Power numbers are extremely dependent on the switching activity in your circuit, which in turn depends on the stimuli you feed in to your DUT, so you are in charge of providing this information to the tools. The switching activity is typically recorded in the form of a VCD file, and can be generated by most RTL simulators.

To do so, set the VCD_DUMP flag when building the physical simulation model:

make PL_SIM=1 VCD_DUMP=1 DEBUG=ON bin/snitch_cluster.vsim

Danger

When using QuestaSim for VCD generation, you must build the model with the DEBUG=ON flag, to ensure that all nets are preserved during compilation, preventing them from being optimized away. This guarantees that the VCD file contains switching activity for all nets in your circuit.

When you run a simulation, the simulator will now automatically create a vcd subdirectory within the simulation directory, where a VCD file is generated.

Most often you are not interested in estimating the power of an entire simulation, but only of a specific section, e.g. while executing a part of a kernel computation. You can pass start and end times for VCD recording to the simulation as environment variables:

VCD_START=127ns VCD_END=8898ns bin/snitch_cluster.vsim sw/apps/blas/axpy/build/axpy.elf

Note

Variable assignments must preceed the executable in a shell command to be interpreted as environment variable assignments. Note that environment variables set this way only persist for the current command.

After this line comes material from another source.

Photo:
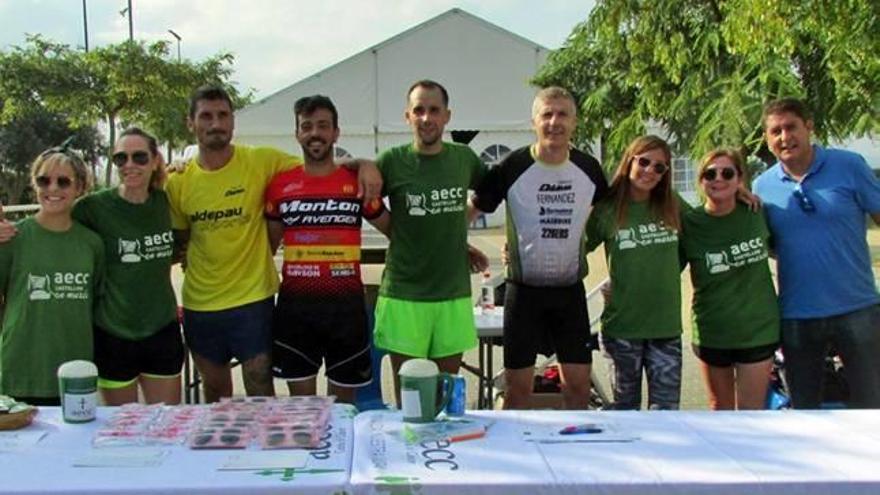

A benefit of RTL simulations is that they are cycle-accurate. You can thus use them as a reference to find the start and end times of interest with the help of the simulation traces (unavailable during physical simulation), and directly apply these to the physical simulation.

With a VCD file at your disposal, you can now estimate the power consumption of your circuit. In the non-free repository, run the following command:

make SIM_DIR=<path_to_simulation_directory> power

You need to point the command to the simulation directory in which the VCD dump was generated, for it to find the VCD file.

Note

Since the actual simulation command is run in a different directory, you need to point to the simulation directory using an absolute path.

Once the command terminates, you will find power reports in the nonfree/gf12/synopsys/reports folder, from which you can extract relevant power numbers.